October 17, 2019

Shareholder Proposals: Corp Fin Issues 12th Staff Legal Bulletin

Yesterday, Corp Fin issued Staff Legal Bulletin No. 14K – which makes an even dozen SLBs devoted to shareholder proposals. It follows up on some of the topics addressed over the past two years in Staff Legal Bulletin 14I & Staff Legal Bulletin 14J.  Among other things, the new SLB provides guidance on:

– Rule 14a-8(i)(7)’s “ordinary business” exclusion, the role that the board’s analyses of why the policy issues involved in a proposal are not significant plays in the Staff’s consideration of a no-action request, and the board analyses that the Staff has found – and not found – to be persuasive.

– The factors considered in determining whether a proposal may be excluded under Rule 14a-8(i)(7) on the basis that it would involve “micromanagement” of the company, including circumstances that may result in even precatory proposals being deemed to raise micromanagement issues.

In addition, the SLB sets forth the Staff’s view that companies should refrain from an “overly technical” reading of proof of ownership letters in a effort to avoid including a proposal. In particular, the SLB points out that the Staff has not required proponents to adhere strictly to the suggested format for those letters contained in Staff Legal Bulletin 14F in order to avoid having their proposals excluded under Rule 14a-8(b).

Hey, remember those whistleblower proposals I blogged about yesterday?  The SEC also announced that it has scheduled an open meeting on October 23rd to consider adopting the proposed amendments.  Based on the SEC’s recent track record when it comes to cancelling open meetings, I sure wouldn’t recommend buying non-refundable tickets if you’re planning to head in to DC to attend.

Naming Audit Partners: No Audit Quality Impact?

Several years ago, the PCAOB adopted a rule requiring the public identification of the audit firm’s engagement partner on each public company audit. This rule went into effect for audit reports issued after January 31, 2017. It was intended to promote improved audit quality by enhancing auditor accountability.

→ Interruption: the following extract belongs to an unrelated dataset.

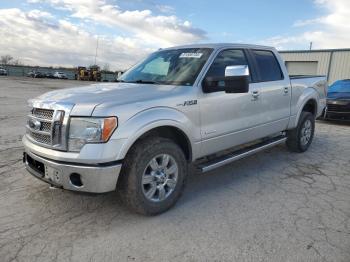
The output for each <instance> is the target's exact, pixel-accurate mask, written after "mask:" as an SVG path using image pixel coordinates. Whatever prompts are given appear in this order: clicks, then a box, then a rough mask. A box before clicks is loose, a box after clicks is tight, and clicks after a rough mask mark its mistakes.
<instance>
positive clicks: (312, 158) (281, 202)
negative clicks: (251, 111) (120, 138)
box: [0, 78, 350, 262]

But according to this article, so far, there’s no evidence that it’s moved the needle on that front, but there’s at least some evidence that investors are using the information as a screening tool. Here’s an excerpt:

One of those new studies found that despite slightly positive trends in audit quality, the improvement is not yet convincingly attributable to the adoption of the audit partner-naming rule. That research, entitled “What’s in a Name? Initial Evidence of U.S. Audit Partner Identification Using Difference-in-Differences Analyses,” by Lauren M. Cunningham of the University of Tennessee, Chan Li of the University of Kansas, Sarah E. Stein of Virginia Tech, and Nicole S. Wright of James Madison University, is in the current issue of The Accounting Review, a peer-reviewed journal of the American Accounting Association.

The study by Cunningham and her colleagues also cites another ongoing study that finds investors are less likely to invest in a company when the partner is linked to another client with a restatement. Another working paper finds no evidence of significant trading activity in the days surrounding PCAOB Form AP disclosure, even in cases of a change in audit partner in the second year of mandatory disclosure.

Director Onboarding: Board Governance Guidebook

Clients frequently ask for resources to help new directors get up to speed on governance during the onboarding process – and this 12-page “Guidebook to Boardroom Governance Issues” that Wilson Sonsini has put together seems to fit the bill nicely.  It covers a lot of ground in a concise & informative way. Check it out!